The Ghatkopar-Mahul Road, the Balasaheb Thackeray Flyover in Jogeshwari and the Vasantdada Patil Marg in Ghatkopar have emerged as the deadliest roads for commuters in Mumbai since 2017, a new study has found.
Fourteen deaths were recorded per kilometre between 2017 and 2019 on the 1.36-km-long Ghatkopar-Mahul Road, which abuts the Eastern Express Highway (EEH) and the 1.1-km-long Balasaheb Thackeray Flyover leading to the Western Express Highway (WEH). A total of 56 deaths and serious injuries took place on Ghatkopar-Mahul Road between 2017 and 2019 and 38 on the Balasaheb Thackeray Flyover, according to analysis conducted by the Bloomberg Philanthropies Initiative for Global Road Safety using data provided by the Mumbai Traffic Police.
On the Vasantdada Patil Marg in Ghatkopar, eight deaths and 16 serious injuries were recorded per kilometre in the same period of time. A total of 32 deaths and serious injuries took place on the 1.3-km-long stretch, stated the Annual Road Safety Report 2019.
The report also found that 346 deaths and serious injuries took place on the 25.3-km-long WEH, 242 on the 23.5-km-long EEH, 108 on the 9.1-km-long, Sion-Panvel Highway, 57 on the 6.45-km-long Santacruz-Chembur Link Road, 47 on the 7.1-km-long Aarey Colony Road, 40 on the 6.2-km-long Goregaon-Mulund Link Road and 38 on the 2.5-km-long J.J. Flyover.
Dr Sara Whitehead, a Public Health and Preventive Medicine Consultant at Vital Strategies, said that a heat-map of Mumbai’s roadways indicated that a large number of road crashes resulting in deaths and serious injuries took place on major arterial roads.

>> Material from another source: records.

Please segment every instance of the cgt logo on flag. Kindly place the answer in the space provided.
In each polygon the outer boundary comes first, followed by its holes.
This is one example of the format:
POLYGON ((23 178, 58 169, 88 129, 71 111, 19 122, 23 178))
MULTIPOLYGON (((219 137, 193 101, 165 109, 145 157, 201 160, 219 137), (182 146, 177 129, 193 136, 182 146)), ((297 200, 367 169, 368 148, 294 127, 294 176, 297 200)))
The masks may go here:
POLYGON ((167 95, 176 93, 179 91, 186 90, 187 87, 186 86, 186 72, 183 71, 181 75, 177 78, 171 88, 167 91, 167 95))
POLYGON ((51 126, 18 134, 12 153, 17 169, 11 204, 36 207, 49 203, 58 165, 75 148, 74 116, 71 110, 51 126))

Among junctions, Amar Mahal in Chembur was found to be deadliest. Over a two year period, 25 persons were killed and 40 more injured within a 250 meter radius of the junction. Godrej Junction in Vikhroli was just as deadly, with 18 deaths and 42 injuries recorded between 2017 and 2019.
In another indication of the dangers that the city’s two major highways pose to commuters, the study found that intersections of the WEH with major roads in Jogeshwari, Santacruz and Bandra resulted in 161 fatalities and serious injuries. Crashes at intersections of the EEH in Kurla, Ghatkopar and Kanjurmarg resulted in 111 deaths and serious injuries to commuters.
The organisation also found that a gradual reduction in road crashes, deaths and injuries over the past five years. Yashasvi Yadav, Joint Commissioner of Police (Traffic), said that achieving a 27% reduction in road accidents since 2015 was an important achievement.
The organisation’s Annual Road Safety Report 2019 found that pedestrians (47%), motorcyclists (41%) and cyclists (2%) accounted for 90% of all deaths on Mumbai’s roads and continued to remain the city’s most vulnerable road users.
Men comprised 80% of all fatalities on the roads last year, and a majority of them were aged between 20 and 29 years; 99% of drivers at fault for these accidents were also male, the report found.
Yadav added that the Intelligent Traffic Management System (ITMS) was key to reducing road crashes further. In August 2019, the Maharashtra Cabinet had earmarked Rs 891 crore for the project which will use Artificial Intelligence to decongest traffic and monitor violations. “The system is totally automated and use Artificial Intelligence to identify traffic rule violators and issue challans to them. We can also reduce serious accidents but not bring them down to zero. We are planning to implement ITMS within the next one and a half year. If that happens then there will be very few traffic policemen on the streets,” he said.
Using the ITMS, the department also hopes to reduce the average travel time for commuters by 30 minutes, Yadav said. “The signal will control traffic signals and prolong green lights on congested stretches,” he said.
Yadav added that the traffic police would also soon begin requesting drivers with more than four unpaid challans to pay their fines. “It they do not pay, we will ask the RTO to cancel their licences. If that also doesn’t work, we will start recovering unpaid fines,” he said.